PLAN TO JOIN UP HEALTH AND SOCIAL CARE COMPLAINTS SYSTEMS
Plans have been published to bring together the health and social care complaints processes by focusing on the service user rather than the service provider. The plan would also end the need to make more than one complaint when the service extends beyond more then one provider.
The new unified arrangements, which will include complaints about children’s services, seek to resolve complaints locally. There will be a more personal and flexible approach to handling complaints and the new arrangements are designed to ensure early and effective resolution. People will no longer need to know about the organisational structure to make a complaint and where different organisations are concerned; one complaint will trigger the process. There will also be support for people making a complaint.
Research for the new arrangements revealed that some people are reluctant to complain direct to the services providers, such as GP or social worker, for fear of repercussions. To remove this barrier the proposals provide an option for complaints to be made to a primary care trust or to a local authority.

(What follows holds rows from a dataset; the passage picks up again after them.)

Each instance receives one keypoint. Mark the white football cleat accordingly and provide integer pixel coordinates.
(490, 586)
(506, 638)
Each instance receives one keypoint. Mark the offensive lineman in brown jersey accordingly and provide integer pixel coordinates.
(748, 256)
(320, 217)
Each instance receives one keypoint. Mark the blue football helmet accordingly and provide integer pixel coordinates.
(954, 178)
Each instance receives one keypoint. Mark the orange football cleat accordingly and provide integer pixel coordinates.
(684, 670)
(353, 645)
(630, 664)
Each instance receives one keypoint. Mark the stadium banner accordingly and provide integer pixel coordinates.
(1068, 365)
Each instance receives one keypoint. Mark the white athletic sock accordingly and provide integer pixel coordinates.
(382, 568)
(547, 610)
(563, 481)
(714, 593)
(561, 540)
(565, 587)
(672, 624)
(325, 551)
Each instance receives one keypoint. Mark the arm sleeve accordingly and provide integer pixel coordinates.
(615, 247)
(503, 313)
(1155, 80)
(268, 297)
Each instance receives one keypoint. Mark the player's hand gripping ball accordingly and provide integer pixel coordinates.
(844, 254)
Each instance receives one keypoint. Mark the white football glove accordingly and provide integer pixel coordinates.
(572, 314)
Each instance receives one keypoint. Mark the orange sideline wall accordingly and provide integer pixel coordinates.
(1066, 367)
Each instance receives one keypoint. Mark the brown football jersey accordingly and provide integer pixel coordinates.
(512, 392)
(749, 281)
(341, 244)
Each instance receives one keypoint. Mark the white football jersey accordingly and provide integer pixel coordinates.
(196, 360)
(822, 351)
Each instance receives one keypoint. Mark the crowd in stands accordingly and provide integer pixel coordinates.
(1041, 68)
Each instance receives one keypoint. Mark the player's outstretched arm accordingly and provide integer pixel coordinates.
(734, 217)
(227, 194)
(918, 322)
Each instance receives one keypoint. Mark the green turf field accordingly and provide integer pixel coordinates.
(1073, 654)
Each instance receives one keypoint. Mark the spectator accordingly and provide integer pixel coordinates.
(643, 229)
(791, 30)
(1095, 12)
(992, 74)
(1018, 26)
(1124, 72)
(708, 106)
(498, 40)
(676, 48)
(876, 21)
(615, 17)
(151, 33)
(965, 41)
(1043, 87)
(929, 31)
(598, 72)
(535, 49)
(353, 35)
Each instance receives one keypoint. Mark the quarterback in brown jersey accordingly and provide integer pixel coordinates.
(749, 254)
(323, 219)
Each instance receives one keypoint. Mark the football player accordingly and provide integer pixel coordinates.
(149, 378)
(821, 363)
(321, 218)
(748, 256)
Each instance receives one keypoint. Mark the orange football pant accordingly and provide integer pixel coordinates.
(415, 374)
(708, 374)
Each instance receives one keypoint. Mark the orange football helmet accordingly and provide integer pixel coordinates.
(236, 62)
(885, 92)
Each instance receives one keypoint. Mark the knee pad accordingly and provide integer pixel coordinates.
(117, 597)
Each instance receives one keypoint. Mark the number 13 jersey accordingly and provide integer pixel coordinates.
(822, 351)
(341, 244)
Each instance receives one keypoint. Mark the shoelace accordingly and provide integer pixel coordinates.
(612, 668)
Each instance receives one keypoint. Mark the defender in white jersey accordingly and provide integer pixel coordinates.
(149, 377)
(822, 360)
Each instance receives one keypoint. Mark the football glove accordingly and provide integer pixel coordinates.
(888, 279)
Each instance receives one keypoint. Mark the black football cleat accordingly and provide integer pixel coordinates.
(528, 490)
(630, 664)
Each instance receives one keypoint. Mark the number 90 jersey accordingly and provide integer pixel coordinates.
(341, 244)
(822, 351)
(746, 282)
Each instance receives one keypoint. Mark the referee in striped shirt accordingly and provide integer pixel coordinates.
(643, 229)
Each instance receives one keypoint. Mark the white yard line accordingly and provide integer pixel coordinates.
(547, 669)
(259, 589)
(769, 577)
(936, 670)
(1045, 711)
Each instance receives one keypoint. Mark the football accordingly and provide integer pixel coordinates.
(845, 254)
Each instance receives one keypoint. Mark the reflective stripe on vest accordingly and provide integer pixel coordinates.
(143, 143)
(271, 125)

The handling of complaints will also be sharpened up. Problems currently occur where there are communication failures or service delivery problems between several providers. Cross boundary complaints have been notoriously difficult to resolve and in a number of cases it only became apparent that another organisational group was responsible for a problem when the complaint procure reached the closing stage. The new arrangements will ensure that a service user centred perspective of the total service is taken on receipt of the complaint.
Primary care trusts and local authorities will be responsible for setting up the new arrangements and all service providers will be monitored to ensure that complaints are handled effectively and that the feedback gained from the process is used to improve services.
Consultation on the proposals will end on 17th October 2007.